United States Schubert, Winterreise: Peter Mattei (baritone), Lars David Nilsson (piano). Carnegie Hall, New York, 31.1.2020. (RP)
It’s hardly a scientific approach, but an artist’s grip on an audience can readily be determined by the stillness in a hall. During this performance by baritone Peter Mattei and pianist Lars David Nilsson of Schubert’s Winterreise, the coughs and other sounds could have been counted on one hand. We sat transfixed, in near silence except for the occasional rustle of pages, as they performed the twenty-four songs – so bleak in mood that the composer himself described them as horrifying – with absolute mastery and the utmost attention to detail.
Having only experienced Mattei in opera, I was not prepared for just how beautiful his voice is in a more intimate setting. Few composers wrote melodies as lovely as Schubert’s, even when he was expressing the darkest of emotions, and Mattei lavished his fine baritone on the songs, whether softly giving voice to despair in ‘Die Wetterfahne’, or singing with such warmth in ‘Der Wegweiser’ as the wanderer momentarily mused over his foolishness to shun the world when he had done nothing wrong.
Mattei sang the lilting ‘Der Lindenbaum’ with the smoothest of legatos, but turned inward when he described the young man’s need to close his eyes when he passed the tree in which he had carved words of love. When musing of happier times beneath its branches, Mattei actually managed a bit of a smile. Later, in ‘Rast’, Mattei sang with even greater heartbreak in his voice as he told of the wanderer’s failure to take the slightest respite from his ceaseless, aimless tromping.
At the other extreme were outpourings of raw emotion sung full voice, first heard in ‘Gute Nacht’ as the dejected lover started off on his journey, and later as he raged at a frozen stream in ‘Wasserflut’. The beautiful melodies of ‘Frühlingstraum’ were sung with a wild frenzy as the nocturnal dreams of springtime turned into a bleak winter scene with the flowers etched on frosted windowpanes. Yet the song ended on a tender note as Mattei gave voice to the young man’s dreams of once again holding the girl in his arms.
Mattei hurled consonants at the audience. The most terrifying were the percussive ks in the word ‘Krähe’, when Mattei sang of the solitary crow that accompanied the desperate man as he roamed from village to village. More than once, Mattei stomped his foot to express the protagonist’s rage and frustration. There was a rolled r in ‘Mein Herz!’ that embodied all the dejected lover’s futile hopes of hearing from his beloved when the post horn sounded. Those two words, which contained such pain, were the apex of the cycle.
Nilsson didn’t play the piano as much as cast a musical spell over each song.

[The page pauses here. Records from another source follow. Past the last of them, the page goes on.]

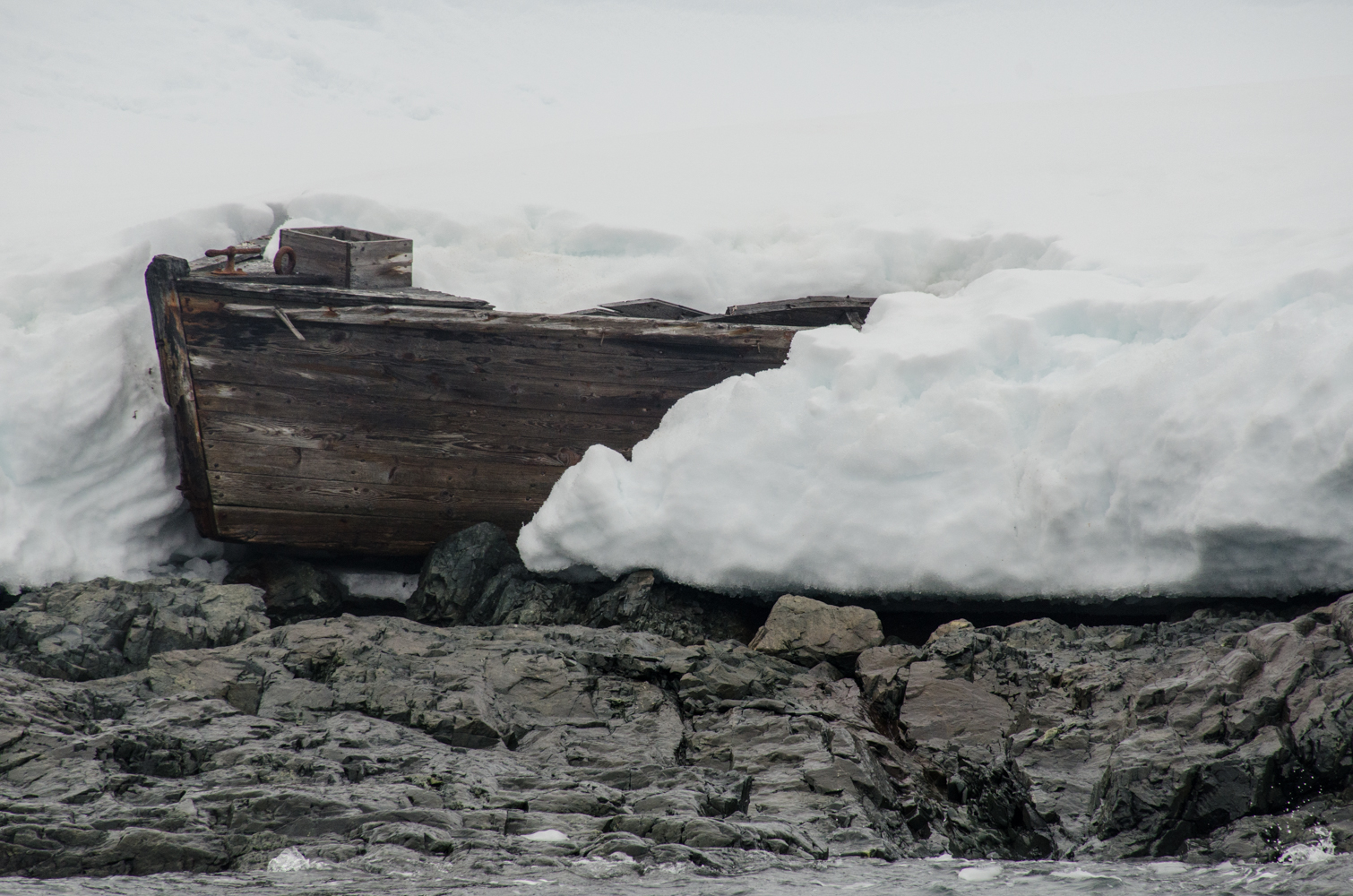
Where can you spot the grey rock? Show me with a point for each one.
(456, 570)
(105, 627)
(640, 602)
(808, 633)
(514, 596)
(292, 589)
(383, 744)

If Mattei gave voice to the young man’s innermost thoughts and emotions, Nilsson brought to life the sights and sounds that he encountered, as well as emotions impossible to verbalize. Nilsson’s playing was hypnotic in ‘Wasserflut’, portending the countless steps that the wanderer would take. Singer and pianist alike endowed ‘Einsamkeit’ with the same intense quietude, which intensified the air of isolation and loneliness expressed in the song. The prelude to ‘Die Nebensonne’ was magical, as Nilsson painted the weary man’s amazement at seeing three suns in the sky.
The two artists conceived the cycle as one long arc, seeking to maintain the mood even during the brief pauses between songs. Mattei frequently did so through his posture or by striking a pose. Once he raised his arms to the heavens, more of a plea than a prayer. Later, they hung lifeless as any hope of happiness and love evaporated. Nilsson, likewise, could sustain a mood physically, but more often he linked the songs musically through phrasing and dynamics.
This was Schubert musically and emotionally etched to perfection, and a wintry musical journey that I will long remember. I can only hope that Mattei and Nilsson soon turn to Schubert’s other great cycles and perhaps even a bit of Schumann.